そうすると、愛情が欲しければ我慢して「いい子」にしなければいけない…と思うようになります。

そして思春期の頃にも、勉強や部活動など何かを頑張った時や成果を出したときに周りに褒められたり注目されるようになり、頑張ってすごいことをしなければ認められない、という気持ちが強化されたりもします。

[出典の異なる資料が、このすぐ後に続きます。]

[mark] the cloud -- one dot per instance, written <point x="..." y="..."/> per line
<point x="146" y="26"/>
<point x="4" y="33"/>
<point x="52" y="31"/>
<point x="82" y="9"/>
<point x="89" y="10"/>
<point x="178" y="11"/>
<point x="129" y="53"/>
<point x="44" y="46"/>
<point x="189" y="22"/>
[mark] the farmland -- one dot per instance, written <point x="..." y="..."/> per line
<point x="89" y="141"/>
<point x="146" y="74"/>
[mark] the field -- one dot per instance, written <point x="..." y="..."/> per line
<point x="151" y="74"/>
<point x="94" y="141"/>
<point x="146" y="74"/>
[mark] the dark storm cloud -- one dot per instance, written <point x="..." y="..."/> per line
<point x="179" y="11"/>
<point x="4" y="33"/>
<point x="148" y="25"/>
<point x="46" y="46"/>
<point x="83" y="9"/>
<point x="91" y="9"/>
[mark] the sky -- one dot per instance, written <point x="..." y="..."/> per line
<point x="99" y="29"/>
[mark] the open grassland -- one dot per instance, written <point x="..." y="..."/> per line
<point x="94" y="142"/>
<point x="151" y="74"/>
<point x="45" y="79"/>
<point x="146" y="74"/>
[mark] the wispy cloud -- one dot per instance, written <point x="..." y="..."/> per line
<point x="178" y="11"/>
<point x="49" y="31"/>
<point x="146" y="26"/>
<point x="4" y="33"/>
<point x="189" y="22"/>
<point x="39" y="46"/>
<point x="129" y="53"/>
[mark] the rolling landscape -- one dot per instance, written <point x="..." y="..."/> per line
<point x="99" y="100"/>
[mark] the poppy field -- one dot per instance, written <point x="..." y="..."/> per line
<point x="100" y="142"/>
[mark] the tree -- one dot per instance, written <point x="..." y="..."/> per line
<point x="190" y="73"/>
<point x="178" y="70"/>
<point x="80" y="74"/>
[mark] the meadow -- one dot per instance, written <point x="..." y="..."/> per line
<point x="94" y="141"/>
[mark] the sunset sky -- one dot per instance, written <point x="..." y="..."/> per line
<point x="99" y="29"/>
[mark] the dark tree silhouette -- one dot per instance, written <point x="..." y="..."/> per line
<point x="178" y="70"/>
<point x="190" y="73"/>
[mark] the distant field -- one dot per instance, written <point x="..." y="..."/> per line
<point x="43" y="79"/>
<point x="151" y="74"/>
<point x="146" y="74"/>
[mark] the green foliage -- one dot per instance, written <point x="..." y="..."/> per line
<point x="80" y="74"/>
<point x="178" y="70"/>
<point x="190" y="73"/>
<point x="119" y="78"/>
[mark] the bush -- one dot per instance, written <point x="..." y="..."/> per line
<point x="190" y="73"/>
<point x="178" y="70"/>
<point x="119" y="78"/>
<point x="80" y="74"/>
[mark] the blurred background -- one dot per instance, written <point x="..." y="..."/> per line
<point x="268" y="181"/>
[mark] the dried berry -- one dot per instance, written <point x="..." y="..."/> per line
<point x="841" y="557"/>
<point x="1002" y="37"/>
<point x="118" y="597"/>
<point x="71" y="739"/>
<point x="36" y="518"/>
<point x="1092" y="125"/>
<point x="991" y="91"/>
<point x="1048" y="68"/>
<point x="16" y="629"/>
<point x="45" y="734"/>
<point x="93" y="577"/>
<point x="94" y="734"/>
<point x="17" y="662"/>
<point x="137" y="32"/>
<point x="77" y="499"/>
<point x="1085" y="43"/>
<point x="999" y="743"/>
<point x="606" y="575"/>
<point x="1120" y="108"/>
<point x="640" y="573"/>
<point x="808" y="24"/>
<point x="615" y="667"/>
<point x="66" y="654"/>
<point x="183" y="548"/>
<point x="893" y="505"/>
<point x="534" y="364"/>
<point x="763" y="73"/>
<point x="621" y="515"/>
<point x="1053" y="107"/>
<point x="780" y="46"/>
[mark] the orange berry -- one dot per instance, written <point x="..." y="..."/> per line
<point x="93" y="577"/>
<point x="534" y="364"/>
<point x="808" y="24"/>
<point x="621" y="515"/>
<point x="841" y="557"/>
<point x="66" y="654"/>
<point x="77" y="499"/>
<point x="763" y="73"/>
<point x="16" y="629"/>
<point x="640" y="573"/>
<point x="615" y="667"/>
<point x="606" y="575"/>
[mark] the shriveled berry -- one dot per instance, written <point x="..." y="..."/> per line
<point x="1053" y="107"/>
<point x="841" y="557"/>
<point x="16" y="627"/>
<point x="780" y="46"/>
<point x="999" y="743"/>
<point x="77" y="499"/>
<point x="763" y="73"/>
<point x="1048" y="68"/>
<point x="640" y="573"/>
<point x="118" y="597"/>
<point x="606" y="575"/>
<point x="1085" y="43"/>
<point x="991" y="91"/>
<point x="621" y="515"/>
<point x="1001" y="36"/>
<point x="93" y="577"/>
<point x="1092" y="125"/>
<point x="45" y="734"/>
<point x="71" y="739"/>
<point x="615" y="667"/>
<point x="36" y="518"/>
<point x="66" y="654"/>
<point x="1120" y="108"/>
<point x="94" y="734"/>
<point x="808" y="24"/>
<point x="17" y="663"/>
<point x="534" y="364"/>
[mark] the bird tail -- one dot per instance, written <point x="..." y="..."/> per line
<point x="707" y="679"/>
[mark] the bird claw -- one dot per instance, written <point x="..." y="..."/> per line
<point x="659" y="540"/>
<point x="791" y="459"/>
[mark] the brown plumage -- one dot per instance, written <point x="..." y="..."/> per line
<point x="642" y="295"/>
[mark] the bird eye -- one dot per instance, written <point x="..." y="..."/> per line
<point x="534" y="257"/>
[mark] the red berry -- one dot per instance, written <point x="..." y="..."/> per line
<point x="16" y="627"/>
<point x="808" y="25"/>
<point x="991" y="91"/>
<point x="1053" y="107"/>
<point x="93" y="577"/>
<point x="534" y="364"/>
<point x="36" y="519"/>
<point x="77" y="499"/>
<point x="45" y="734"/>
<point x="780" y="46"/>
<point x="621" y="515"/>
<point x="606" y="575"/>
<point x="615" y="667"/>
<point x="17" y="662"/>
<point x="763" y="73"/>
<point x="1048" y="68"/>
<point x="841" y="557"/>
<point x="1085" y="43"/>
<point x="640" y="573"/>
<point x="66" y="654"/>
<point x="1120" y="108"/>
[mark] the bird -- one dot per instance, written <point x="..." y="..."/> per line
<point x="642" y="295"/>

大人になって仕事や恋愛で人と関わる時にも、子どもの頃に作られた「受け入れてもらうためには何かしなければいけない」という思いは、感覚や観念として残っていることも多いのです。

無価値感を減らす・手放すには?

私たちに色々な困りごとをもたらす無価値感という感情。
これを減らす・手放すためにどのようなことができるのでしょうか。

まず大切なことは、無価値感という感情に気づくということです。
観念というのはとっても強い思い込みなので、さもそれが真実のように感じてしまいがちです。

「何もしない、頑張らない自分には価値がない」
このことを真実だと捉えるか、それとも無価値感という感情のせいなんだと捉えるか。
捉え方が変わるだけでも、自分を追い詰めたり辛く感じる気持ちが薄れることも多いのです。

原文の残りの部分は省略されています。